I just returned from Iran. In Tehran, I met a man who told me that he had recently visited Persepolis, and had been a bit disappointed. There were weeds everywhere, the site looked neglected, and there was no path to the rock tombs, he complained. I was surprised to hear this – and not because the third complaint was a bit unfair. (Persepolis is an archaeological site and the construction of a path, even on a rock, might damage what’s still in the ground.) Yet, before I left Holland, I had already read this news article, so the man’s complaint seemed corroborated. Wondering what to expect, I traveled south.
And indeed, the site appears to be a bit neglected. Many sites are fenced off: the palace of Darius, the palace of Xerxes, the Tripylon – all inaccessible. The small restaurant on the edge of the southern terrace (inaccessible since at least 2004) was closed, which is something of a disaster, considering the fact that Persepolis is a very large complex and even a superficial visit takes several hours. When I take a group around, we stay in a nearby hotel and return next day.

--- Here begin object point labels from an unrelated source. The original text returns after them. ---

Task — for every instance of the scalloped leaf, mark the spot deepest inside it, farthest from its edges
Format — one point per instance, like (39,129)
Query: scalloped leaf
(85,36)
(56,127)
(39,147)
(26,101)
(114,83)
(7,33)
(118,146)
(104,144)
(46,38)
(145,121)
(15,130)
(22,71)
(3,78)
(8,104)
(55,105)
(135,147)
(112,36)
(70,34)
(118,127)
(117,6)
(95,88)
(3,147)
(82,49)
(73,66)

The bookshops and souvenir shops were also closed, but I can live with that, although I would have liked to buy a postcard or two. The site also looked a bit dirty, as if the cleaners were on strike. But as long as the site is not damaged, I can live with that too. It will no doubt be temporarily.
All this will of course be hailed with joy by those people who only like to read articles about sorrow & misery in the Islamic Republic. To be fair and balanced, I add that there are now finally fences at the rock tombs, that closing the palace of Darius is due to restoration works, and that the subsite at Istakhr has been made more accessible. As usual, it’s all about priorities.